I drew today and I drew it over again and I re-drew it. I went around the site and then I walked all the way from south to north and then I walked from north to the centre of the site. Then I wandered in between the buildings and drew spaces. Then I reevaluated what I drew.
– Hallam Tucker
Leafing through some of the sketchbooks, one feels very close to the consciousnesses of the people who made them, and after the week one has the feeling, in a way, of having spent time with these people too.
– Bernard Brennan
Talking about the sketches was for me a very intense and at the same time a very important part. By speaking about the drawing itself, one is obliged to look at what one has actually drawn.
– Joris Birla
…after a few days I discovered that drawing could be a way of discussing certain details or observations.
– Amandine Ischer
The fact that we changed scene from Shatwell farm to Stourhead and Bath have made me think about the similarities between different kind of situations.
– Gustaf Hedberg
…having informal access to sketchbooks from distinguished architects and artists allowed us to think beyond the grandiose 'finished' scheme and allowed us to think more about the working process.
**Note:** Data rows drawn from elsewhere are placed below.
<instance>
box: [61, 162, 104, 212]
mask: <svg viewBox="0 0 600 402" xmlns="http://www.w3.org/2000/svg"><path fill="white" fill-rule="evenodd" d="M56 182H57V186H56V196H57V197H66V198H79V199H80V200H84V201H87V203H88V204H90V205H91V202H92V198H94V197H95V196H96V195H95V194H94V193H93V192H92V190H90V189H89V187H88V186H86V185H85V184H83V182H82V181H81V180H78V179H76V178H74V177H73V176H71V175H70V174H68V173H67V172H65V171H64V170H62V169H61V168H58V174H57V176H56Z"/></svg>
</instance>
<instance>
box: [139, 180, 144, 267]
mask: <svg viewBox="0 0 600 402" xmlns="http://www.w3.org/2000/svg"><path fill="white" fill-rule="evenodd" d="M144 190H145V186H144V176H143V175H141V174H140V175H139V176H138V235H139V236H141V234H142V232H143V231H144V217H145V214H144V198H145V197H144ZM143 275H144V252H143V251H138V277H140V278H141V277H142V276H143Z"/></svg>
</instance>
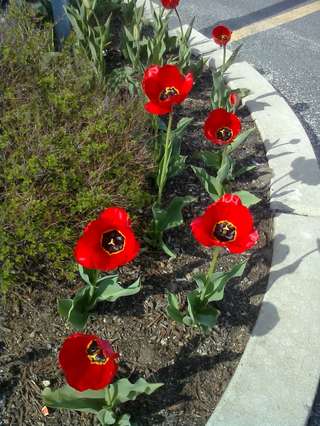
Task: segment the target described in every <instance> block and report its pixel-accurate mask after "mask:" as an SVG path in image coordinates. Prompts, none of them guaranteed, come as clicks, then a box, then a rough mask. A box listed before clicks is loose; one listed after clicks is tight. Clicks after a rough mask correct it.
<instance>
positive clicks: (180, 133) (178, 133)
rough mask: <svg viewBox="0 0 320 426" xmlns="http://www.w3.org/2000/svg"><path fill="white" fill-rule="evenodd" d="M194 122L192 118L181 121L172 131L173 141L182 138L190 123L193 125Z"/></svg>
mask: <svg viewBox="0 0 320 426" xmlns="http://www.w3.org/2000/svg"><path fill="white" fill-rule="evenodd" d="M192 121H193V118H192V117H183V118H181V120H180V121H179V122H178V124H177V127H176V129H175V130H173V131H172V136H173V140H175V139H176V138H181V137H182V135H183V133H184V132H185V130H186V128H187V127H188V126H189V124H190V123H192Z"/></svg>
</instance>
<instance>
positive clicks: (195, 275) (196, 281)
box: [193, 273, 207, 290]
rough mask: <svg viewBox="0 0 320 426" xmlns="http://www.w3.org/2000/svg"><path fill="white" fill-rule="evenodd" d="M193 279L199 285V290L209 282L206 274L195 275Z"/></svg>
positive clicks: (198, 287)
mask: <svg viewBox="0 0 320 426" xmlns="http://www.w3.org/2000/svg"><path fill="white" fill-rule="evenodd" d="M193 279H194V280H195V282H196V284H197V287H198V289H199V290H202V289H203V288H204V286H205V285H206V282H207V276H206V274H203V273H202V274H197V275H194V276H193Z"/></svg>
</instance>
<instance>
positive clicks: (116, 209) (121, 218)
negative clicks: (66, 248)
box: [74, 207, 140, 271]
mask: <svg viewBox="0 0 320 426" xmlns="http://www.w3.org/2000/svg"><path fill="white" fill-rule="evenodd" d="M130 225H131V221H130V219H129V216H128V214H127V212H126V211H125V210H124V209H122V208H119V207H110V208H108V209H105V210H104V211H103V212H102V213H101V214H100V216H99V217H98V219H96V220H93V221H92V222H90V223H89V224H88V225H87V226H86V228H85V229H84V231H83V235H82V236H81V237H80V239H79V240H78V242H77V244H76V247H75V249H74V256H75V258H76V260H77V262H78V263H79V264H80V265H82V266H84V267H85V268H88V269H96V270H100V271H110V270H113V269H116V268H118V267H119V266H122V265H125V264H126V263H128V262H130V261H131V260H133V259H134V258H135V257H136V256H137V255H138V253H139V250H140V245H139V243H138V242H137V240H136V238H135V235H134V233H133V231H132V230H131V227H130Z"/></svg>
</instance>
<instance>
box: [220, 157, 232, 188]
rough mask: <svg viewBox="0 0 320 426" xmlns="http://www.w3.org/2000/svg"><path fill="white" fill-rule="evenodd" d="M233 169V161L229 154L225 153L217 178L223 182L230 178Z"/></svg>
mask: <svg viewBox="0 0 320 426" xmlns="http://www.w3.org/2000/svg"><path fill="white" fill-rule="evenodd" d="M232 169H233V161H232V160H231V158H230V157H229V155H228V154H226V153H223V155H222V162H221V166H220V168H219V170H218V173H217V179H218V181H219V182H221V184H223V183H224V182H225V181H226V180H228V178H230V175H231V176H232Z"/></svg>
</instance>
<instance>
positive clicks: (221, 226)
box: [213, 220, 237, 243]
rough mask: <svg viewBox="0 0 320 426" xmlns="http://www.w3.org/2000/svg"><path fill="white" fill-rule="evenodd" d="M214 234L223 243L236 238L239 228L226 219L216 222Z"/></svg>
mask: <svg viewBox="0 0 320 426" xmlns="http://www.w3.org/2000/svg"><path fill="white" fill-rule="evenodd" d="M213 235H214V236H215V237H216V239H217V240H219V241H221V242H222V243H226V242H231V241H234V240H235V238H236V235H237V229H236V227H235V226H234V225H233V224H232V223H230V222H228V221H226V220H224V221H221V222H218V223H216V225H215V227H214V230H213Z"/></svg>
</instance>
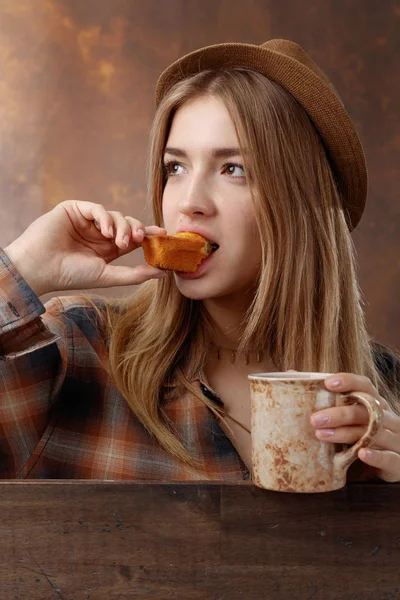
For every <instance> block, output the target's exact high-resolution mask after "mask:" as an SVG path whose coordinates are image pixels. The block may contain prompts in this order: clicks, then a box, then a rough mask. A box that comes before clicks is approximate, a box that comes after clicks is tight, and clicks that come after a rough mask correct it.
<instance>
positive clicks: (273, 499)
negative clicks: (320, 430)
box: [221, 484, 400, 571]
mask: <svg viewBox="0 0 400 600" xmlns="http://www.w3.org/2000/svg"><path fill="white" fill-rule="evenodd" d="M399 501H400V487H399V486H397V485H396V486H395V488H393V487H392V486H389V485H373V486H371V485H365V484H364V485H354V486H347V487H346V488H344V489H342V490H338V491H336V492H332V493H329V494H305V495H303V494H282V493H279V492H265V491H264V490H260V489H257V488H251V487H248V488H238V489H234V488H232V487H223V488H222V500H221V560H222V562H223V563H224V564H232V565H233V564H243V563H245V562H247V563H248V564H255V565H263V564H264V565H265V564H273V565H279V566H299V565H321V566H323V565H324V566H326V568H327V569H328V568H331V567H332V568H333V567H337V566H338V565H342V566H343V567H346V566H352V567H353V568H354V570H355V571H358V570H359V569H366V568H373V569H376V570H382V569H387V568H395V569H398V568H399V565H400V512H399Z"/></svg>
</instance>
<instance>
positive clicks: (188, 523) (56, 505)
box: [0, 481, 400, 600]
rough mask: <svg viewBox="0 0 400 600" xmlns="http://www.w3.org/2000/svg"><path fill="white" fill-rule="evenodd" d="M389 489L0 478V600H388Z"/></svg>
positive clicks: (395, 589)
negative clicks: (28, 479) (284, 487)
mask: <svg viewBox="0 0 400 600" xmlns="http://www.w3.org/2000/svg"><path fill="white" fill-rule="evenodd" d="M399 504H400V484H392V485H385V484H382V485H367V484H363V485H361V484H358V485H349V486H347V487H346V488H344V489H342V490H339V491H336V492H331V493H325V494H306V495H302V494H284V493H279V492H268V491H265V490H261V489H258V488H255V487H254V486H253V485H251V484H250V483H243V484H238V485H220V484H218V483H216V484H207V483H204V484H198V483H196V484H192V483H188V484H173V483H166V484H159V483H157V484H152V483H140V482H139V483H137V482H135V483H132V482H123V483H117V482H108V483H104V482H94V481H92V482H76V481H75V482H74V481H71V482H67V481H60V482H29V483H26V482H2V483H0V511H1V512H0V514H1V535H0V552H1V557H2V560H1V561H0V597H1V598H2V600H39V599H40V600H56V599H59V600H60V599H61V600H117V599H126V600H128V599H129V600H131V599H141V600H145V599H146V600H165V599H174V600H178V599H179V600H189V599H202V600H261V599H264V598H265V599H266V600H275V599H277V600H278V599H279V600H286V599H288V600H311V599H312V600H338V599H340V600H396V599H399V598H400V571H399V564H400V513H399Z"/></svg>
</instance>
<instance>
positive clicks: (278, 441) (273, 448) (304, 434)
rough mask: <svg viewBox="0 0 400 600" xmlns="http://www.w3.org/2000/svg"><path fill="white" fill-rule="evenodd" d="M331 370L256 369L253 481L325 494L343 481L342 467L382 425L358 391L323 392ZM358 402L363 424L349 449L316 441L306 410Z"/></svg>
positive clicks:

It was interesting to see what role drawing played in this process and in what way these early drawings influenced the character of the built work.
– Sam Little
A brave inconsistency of paper left on either side. A demonstration of control over the paper. Getting out of the comfort zone. Questioning our automatisms. Perhaps giving the material and placing of the drawing a higher status than the drawing itself. Introducing intentionality. Differentiating the intention from ability.
– Kimberley Berney
On the final afternoon of the summer school there was an informal presentation of the workshops collective production, hosted by the Hauser and Wirth gallery and arts centre in Bruton. The event was open to the public and included a small group of invited guests – architects, artists and journalists – to review progress.